Membro da AAL (Academia Araçatubense de Letras), o escritor Tharso Ferreira também é um dos admiradores de Cony. “A obra que me causou mais impacto e interesse, talvez até por conta de minha idade na época, foi o incrível livro, o melhor na minha opinião: 'O irmão que tu me deste', um drama familiar complexo dos finais da década de 70. Li-o dezenas de vezes. Este livro, sim, tem uma certa importância em meu estilo até hoje”, revela o admirador.

Ferreira conheceu os trabalhos de Cony lendo a “Folha de S.Paulo”, mesmo morando no Rio, terra do seu ídolo. “Agora, digo eu, o traço que marca a obra de Carlos são suas palavras de gume, seu estilo direto, rico em detalhes, sua lógica na narração e saber saltar de um assunto ao outro sem perder o fio narrativo arguto.
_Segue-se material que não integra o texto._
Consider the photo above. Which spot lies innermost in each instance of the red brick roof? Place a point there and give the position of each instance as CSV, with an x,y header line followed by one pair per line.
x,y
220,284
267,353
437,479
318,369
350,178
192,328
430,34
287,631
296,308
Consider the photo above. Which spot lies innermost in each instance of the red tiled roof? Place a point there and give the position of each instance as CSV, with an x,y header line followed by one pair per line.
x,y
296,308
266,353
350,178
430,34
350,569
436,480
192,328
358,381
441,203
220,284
Suas crônicas, geniais e diárias, potencializavam bem isso”, enaltece Ferreira.

Sobre o legado da obra do escritor, Ferreira diz que “Cony foi muito profissional, muito profícuo, muito ligado às angústias de seu tempo. Aprendi com ele que o escritor deve escrever, escrever, escrever. Ter adaptação ativa, antecipar rumos e escrever até que se morra”.